Не стань он профессионалом в спорте, без дела бы не остался. Не знаю уж, кто в нём перевешивал: гонщик или механик. Он самозабвенно готов был заниматься машиной, будь те “Победа”, БМВ или “Волга”. Номер у “Волги” был МОЩ 11-11, подряд два номера, под которым любил играть.

А водил так, что дух захватывало. Эту страсть передал и сыну. Миша впервые сел за руль, когда его сверстники только-только осваивают велосипед. Сева подкладывал ему кучу всяких подушечек, чтоб мальчик мог дотянуться до педалей.

Голубей Всеволод Михайлович держал у старшего брата в подмосковном тогда Косине. Голубятня была одна из лучших в Москве. Один бог знает, сколько денег, валюты в том числе, потрачено было им на птиц. Однажды с огромным трудом достал два мешка дефицитного корма для своих питомцев. Неделя идёт, другая, и вдруг голуби стали гибнуть.

Сева никак не мог взять в толк — почему? Случайно выяснилось, что весь этот долларовый корм брат Владимир скармливал потихоньку... курам, которых разводил на продажу. Трагедия! Сева рассердился: “Всё, закончил я с голубями!”

Были птицы и дома — кенары, щеглы, попугай большой был. Умная птица. Любимой его темой было выяснение вопроса “Где Сева?”. А Сева то на сборах, то на играх в других городах и странах...»

По свидетельству Елены Бобровой, Всеволод Михайлович нередко повторял: «У меня нет врагов, есть только завистники». А в адрес своих обидчиков мог иногда разве что отпустить пару крепких слов.

Никита Симонян в своей книге, вспоминая Боброва, писал: «Человеком был необычайно широким и добрым. Его доброту нередко эксплуатировали — с какими только просьбами не обращались друзья, знакомые, полузнакомые, а он неизменно откликался. Да и без просьб всегда готов был прийти на помощь. На моих глазах случалось, стоит кому-то пожаловаться на неприятности, неурядицы, как Бобров тотчас вскакивает: “Слушай, это же всё можно решить, уладить, я помогу! Садимся в машину, едем! Зачем откладывать?
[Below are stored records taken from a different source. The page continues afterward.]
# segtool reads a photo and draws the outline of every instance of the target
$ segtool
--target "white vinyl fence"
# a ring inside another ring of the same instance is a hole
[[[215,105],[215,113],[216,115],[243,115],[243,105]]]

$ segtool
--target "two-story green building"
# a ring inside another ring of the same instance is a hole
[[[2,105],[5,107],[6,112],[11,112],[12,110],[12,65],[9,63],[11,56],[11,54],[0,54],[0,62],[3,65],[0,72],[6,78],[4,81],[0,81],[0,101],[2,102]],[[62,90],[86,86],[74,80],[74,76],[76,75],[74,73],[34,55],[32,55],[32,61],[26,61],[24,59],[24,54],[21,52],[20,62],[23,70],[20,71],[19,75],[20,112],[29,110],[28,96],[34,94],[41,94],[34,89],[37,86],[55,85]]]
Сделаем всё сейчас!”

Я счастлив, что судьба не обошла меня его дружбой. Мы дружили семьями. Мечтали получить рядом дачные участки, чтобы почаще видеться в свободное время. Я питал к нему самые нежные чувства. Непосредственный, в чём-то очень наивный, большой ребёнок! Всем верил, ко всем был расположен... Он ценил в людях то, что сам раздавал им столь щедро».

Забота о ближних была для Боброва на первом плане. В 1945-м из Англии помимо двух камышовых тростей, из которых они с Бабичем сделали клюшки, он привёз электрический утюг в подарок сестре и слуховой аппарат, необходимый племяннице.
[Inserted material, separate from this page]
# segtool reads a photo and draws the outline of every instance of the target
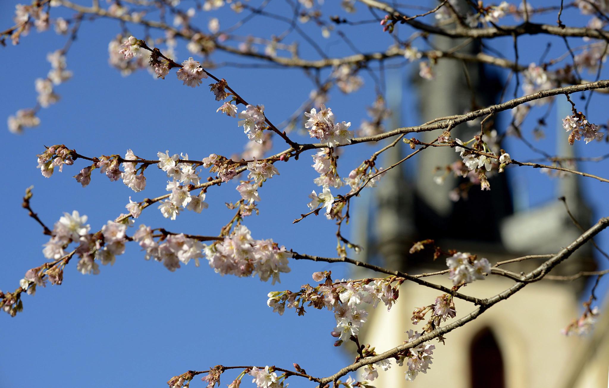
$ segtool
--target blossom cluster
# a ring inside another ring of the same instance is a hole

А в 1954 году во время чемпионата мира в Стокгольме Всеволод по просьбе кого-то из друзей купил распашонки для новорождённого. За этим занятием его застал шведский фотокорреспондент, и в одной из газет появился снимок, подпись под которым гласила, что Бобров проявляет заботу о своём первенце...

Жена брата Любовь Гавриловна Дмитриевская рассказывала, что Всеволод из загранпоездок её дочери Лиде (назвали её в честь матери братьев Бобровых), которой он доводился и крёстным, привозил кучу всяких костюмчиков, платьиц, туфелек.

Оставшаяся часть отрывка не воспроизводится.